An exporter put a face to the grievance. He stated that oilseed and pulse shipments performed well last year, but business has slowed this year due to market conditions.

"Under the present system, an exporter who earned strong returns is now forced into high monthly payments based on that past performance, even if the current year closes with only a shrinking profit," he said.

He called the approach "neither fair nor appropriate" for a sector that brings in foreign currency. Another exporter pointed to price swings driven by seasonality, weather and market structure, noting that domestic prices often top international levels, a persistent mismatch that erodes competitiveness. Because transactions are traceable through the Trade Ministry, the Customs Commission and the Ethiopian Commodity Exchange (ECX), he urged the government to verify volumes and values without leaning on turnover-based charges, and he urged authorities to drop the alternative tax and quarterly collections.

Officials from the Ministry of Revenues were unmoved. According to Elias Hailemeskel, manager of the Ministry's Tax Operation Department, it would be hard to classify individual sectors and tailor rules for each, and disputed the claim that the laws force loss-making firms to pay.

"We didn't say a business in losses should pay tax," he said. "A company claiming losses must justify them. If a firm runs at a continuous loss, how can it survive? If they can't operate, why do they even take out a business license?"

He stated that anyone selling goods worth 100 Br should remember that 30 Br belongs to the state, and salaried employees are the only taxpayers who pay properly.


"Because they pay their taxes properly, they live right at the break-even point," said Elias.

Those representing the Trade Ministry took the exporters' side. Bekele Ketema, chief executive of Export Trade Marketing under the Ministry, stated the new taxes could lower export revenue, push legitimate firms out and feed contraband networks.

The Association's leaders used the workshop to press for audit-based taxation built on the sector's traceability, a stronger national audit board and taxes set on verified profit-and-loss statements rather than turnover. It sought preferential treatment for compliant payers, sector-specific subsidies, tax credits and export support, a reform of minimum export prices aligned to world markets, and a review of the advance tax payment and the alternative tax.

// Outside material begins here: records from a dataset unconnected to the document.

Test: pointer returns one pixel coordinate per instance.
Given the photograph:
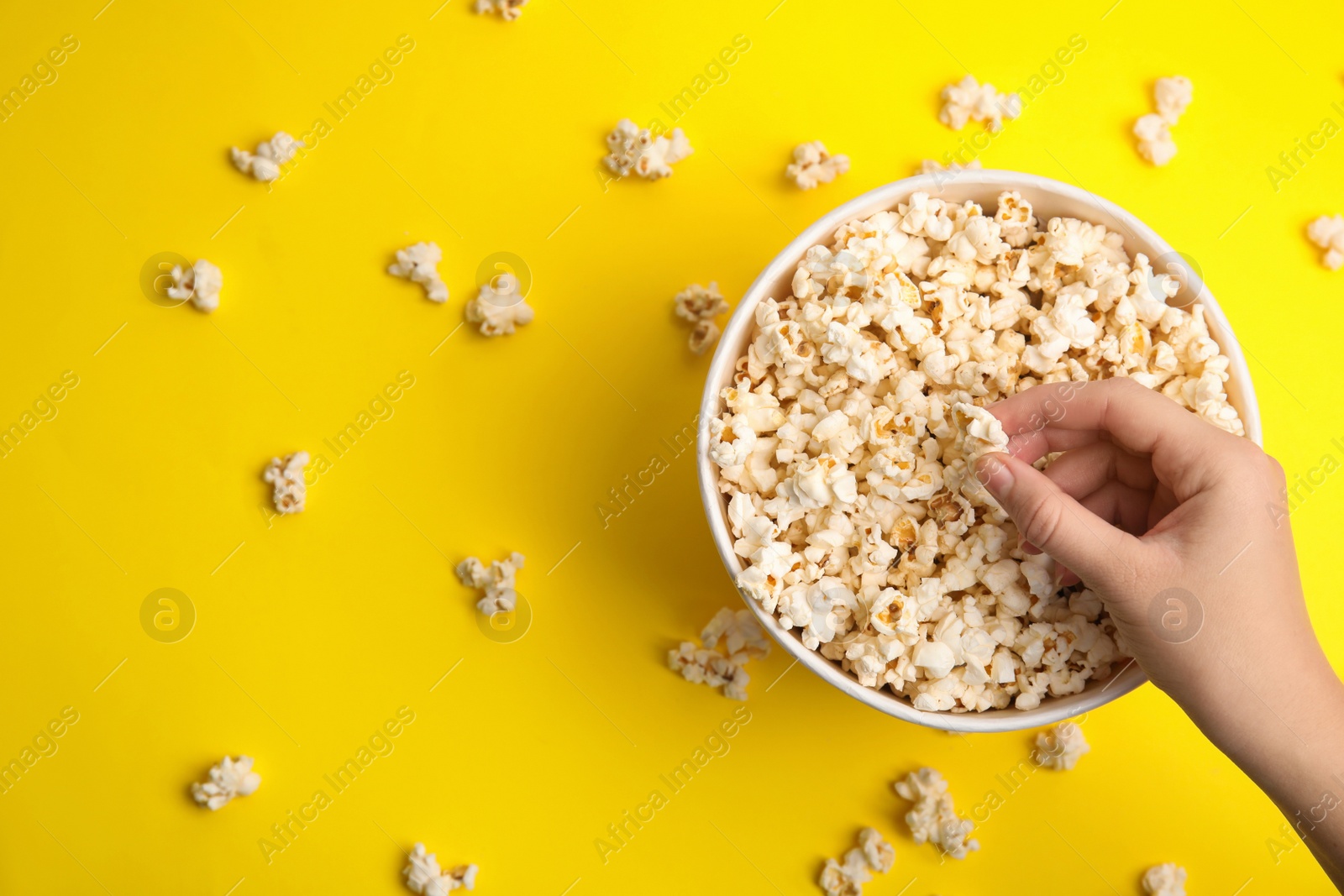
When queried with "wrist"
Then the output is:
(1288, 741)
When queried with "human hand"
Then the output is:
(1183, 532)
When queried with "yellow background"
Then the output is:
(319, 627)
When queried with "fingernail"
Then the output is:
(995, 474)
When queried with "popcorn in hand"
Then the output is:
(270, 155)
(933, 817)
(1061, 747)
(743, 640)
(201, 284)
(812, 165)
(972, 101)
(508, 9)
(420, 265)
(636, 149)
(501, 308)
(1327, 233)
(701, 305)
(1164, 880)
(230, 778)
(499, 582)
(1171, 96)
(425, 876)
(286, 477)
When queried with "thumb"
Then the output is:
(1047, 517)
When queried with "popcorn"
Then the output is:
(847, 443)
(1062, 747)
(497, 582)
(1155, 140)
(501, 308)
(1164, 880)
(968, 100)
(933, 819)
(932, 167)
(1327, 233)
(813, 165)
(696, 302)
(286, 477)
(701, 305)
(228, 779)
(635, 149)
(420, 264)
(743, 640)
(739, 631)
(425, 876)
(847, 879)
(1171, 96)
(877, 852)
(201, 284)
(270, 155)
(508, 9)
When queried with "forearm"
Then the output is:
(1292, 746)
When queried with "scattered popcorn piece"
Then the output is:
(968, 100)
(1164, 880)
(1327, 233)
(270, 155)
(1155, 139)
(499, 582)
(701, 305)
(698, 302)
(847, 443)
(425, 876)
(501, 308)
(739, 631)
(743, 640)
(1061, 747)
(933, 819)
(201, 284)
(879, 855)
(1173, 96)
(228, 779)
(420, 265)
(508, 9)
(636, 149)
(813, 165)
(933, 167)
(286, 477)
(847, 878)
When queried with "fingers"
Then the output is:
(1059, 526)
(1120, 506)
(1137, 418)
(1086, 469)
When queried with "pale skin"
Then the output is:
(1183, 531)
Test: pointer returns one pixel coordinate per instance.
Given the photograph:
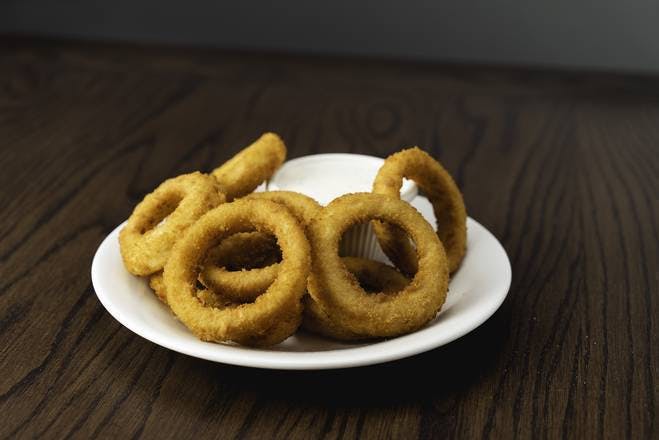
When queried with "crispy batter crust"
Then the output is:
(255, 164)
(145, 242)
(443, 193)
(249, 323)
(337, 292)
(247, 285)
(372, 276)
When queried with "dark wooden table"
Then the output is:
(562, 167)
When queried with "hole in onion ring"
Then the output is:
(359, 240)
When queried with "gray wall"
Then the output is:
(606, 34)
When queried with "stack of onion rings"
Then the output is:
(253, 270)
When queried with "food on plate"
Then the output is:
(246, 250)
(255, 164)
(372, 276)
(157, 284)
(246, 285)
(245, 267)
(346, 305)
(442, 192)
(273, 315)
(162, 216)
(228, 270)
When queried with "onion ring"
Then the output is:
(146, 240)
(372, 276)
(443, 193)
(250, 323)
(345, 303)
(255, 164)
(286, 326)
(246, 285)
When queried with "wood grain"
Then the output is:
(562, 167)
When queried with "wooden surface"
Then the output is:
(562, 168)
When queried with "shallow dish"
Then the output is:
(476, 291)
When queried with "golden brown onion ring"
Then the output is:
(346, 304)
(280, 330)
(246, 285)
(442, 192)
(255, 164)
(146, 240)
(249, 323)
(372, 276)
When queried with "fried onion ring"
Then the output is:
(246, 285)
(250, 323)
(146, 240)
(338, 294)
(442, 192)
(372, 276)
(279, 331)
(255, 164)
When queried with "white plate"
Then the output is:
(476, 291)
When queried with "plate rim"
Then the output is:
(358, 356)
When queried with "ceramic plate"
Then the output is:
(476, 291)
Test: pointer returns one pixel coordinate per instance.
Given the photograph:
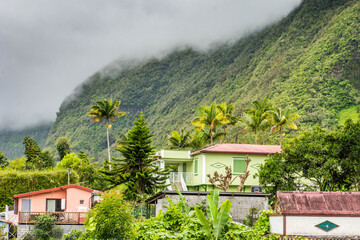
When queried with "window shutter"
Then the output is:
(239, 165)
(196, 163)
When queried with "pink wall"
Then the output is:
(38, 202)
(74, 195)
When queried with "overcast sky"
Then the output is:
(48, 47)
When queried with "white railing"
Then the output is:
(181, 177)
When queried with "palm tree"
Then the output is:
(283, 119)
(109, 111)
(261, 110)
(179, 140)
(253, 123)
(209, 117)
(226, 112)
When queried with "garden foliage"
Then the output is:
(16, 182)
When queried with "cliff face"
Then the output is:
(309, 60)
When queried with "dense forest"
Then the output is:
(11, 141)
(308, 60)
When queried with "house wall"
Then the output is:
(38, 202)
(218, 161)
(73, 196)
(174, 154)
(4, 227)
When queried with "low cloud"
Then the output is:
(47, 48)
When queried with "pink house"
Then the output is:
(68, 203)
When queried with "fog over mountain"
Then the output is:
(47, 48)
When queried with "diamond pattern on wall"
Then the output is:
(327, 226)
(218, 165)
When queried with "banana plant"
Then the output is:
(217, 217)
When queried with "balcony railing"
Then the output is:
(177, 177)
(61, 217)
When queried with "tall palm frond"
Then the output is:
(109, 111)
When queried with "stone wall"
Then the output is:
(240, 202)
(23, 229)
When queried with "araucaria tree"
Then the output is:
(109, 111)
(136, 170)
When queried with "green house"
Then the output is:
(189, 170)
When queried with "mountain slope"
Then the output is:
(310, 60)
(11, 141)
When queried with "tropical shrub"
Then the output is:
(111, 218)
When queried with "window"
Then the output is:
(257, 189)
(53, 205)
(239, 165)
(25, 205)
(196, 165)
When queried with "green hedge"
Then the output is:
(16, 182)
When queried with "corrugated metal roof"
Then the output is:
(241, 148)
(319, 203)
(54, 189)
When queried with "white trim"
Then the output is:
(204, 169)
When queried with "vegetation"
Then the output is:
(63, 147)
(315, 160)
(209, 119)
(11, 141)
(86, 169)
(109, 111)
(180, 140)
(223, 181)
(15, 182)
(308, 61)
(35, 158)
(3, 161)
(136, 169)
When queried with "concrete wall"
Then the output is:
(23, 229)
(38, 202)
(298, 225)
(240, 205)
(74, 195)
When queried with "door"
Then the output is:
(50, 205)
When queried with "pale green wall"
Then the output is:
(178, 157)
(227, 160)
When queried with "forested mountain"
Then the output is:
(11, 141)
(309, 60)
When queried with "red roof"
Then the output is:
(319, 203)
(53, 190)
(241, 148)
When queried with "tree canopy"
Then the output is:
(136, 169)
(316, 160)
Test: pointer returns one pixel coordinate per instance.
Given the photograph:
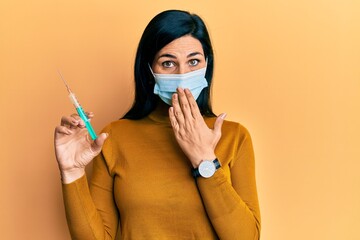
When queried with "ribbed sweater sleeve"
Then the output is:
(91, 212)
(233, 207)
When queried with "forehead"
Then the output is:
(182, 46)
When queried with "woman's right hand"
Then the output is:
(74, 148)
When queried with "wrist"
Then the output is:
(69, 176)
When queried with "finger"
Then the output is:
(177, 110)
(69, 121)
(90, 115)
(78, 121)
(172, 118)
(184, 103)
(218, 123)
(63, 130)
(99, 142)
(195, 111)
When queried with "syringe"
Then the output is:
(80, 110)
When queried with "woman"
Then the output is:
(170, 169)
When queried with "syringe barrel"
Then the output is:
(83, 116)
(74, 100)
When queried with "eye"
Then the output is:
(168, 64)
(194, 62)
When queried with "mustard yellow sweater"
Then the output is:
(142, 184)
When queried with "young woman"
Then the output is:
(170, 169)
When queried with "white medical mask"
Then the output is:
(166, 84)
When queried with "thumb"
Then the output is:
(99, 142)
(218, 123)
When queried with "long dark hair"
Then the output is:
(161, 30)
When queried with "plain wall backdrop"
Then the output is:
(289, 71)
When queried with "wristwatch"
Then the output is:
(206, 169)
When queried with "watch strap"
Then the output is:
(196, 173)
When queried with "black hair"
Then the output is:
(161, 30)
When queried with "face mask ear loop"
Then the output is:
(151, 70)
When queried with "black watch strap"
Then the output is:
(196, 173)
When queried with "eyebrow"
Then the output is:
(174, 57)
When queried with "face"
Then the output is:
(182, 55)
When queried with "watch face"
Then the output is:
(207, 169)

However, Elias dismissed the study and its prescriptions as "underdeveloped," arguing that treating oilseeds and pulses as a distinct sector would be difficult, though export measures might be examined more broadly with better evidence.

Kamal Mohammed, private-sector coordinator at the Agricultural Transformation Institute (ATI), also urged the Association to show more precisely how the tax bites, and to treat tax not as an adversary but as a standard cost of doing business.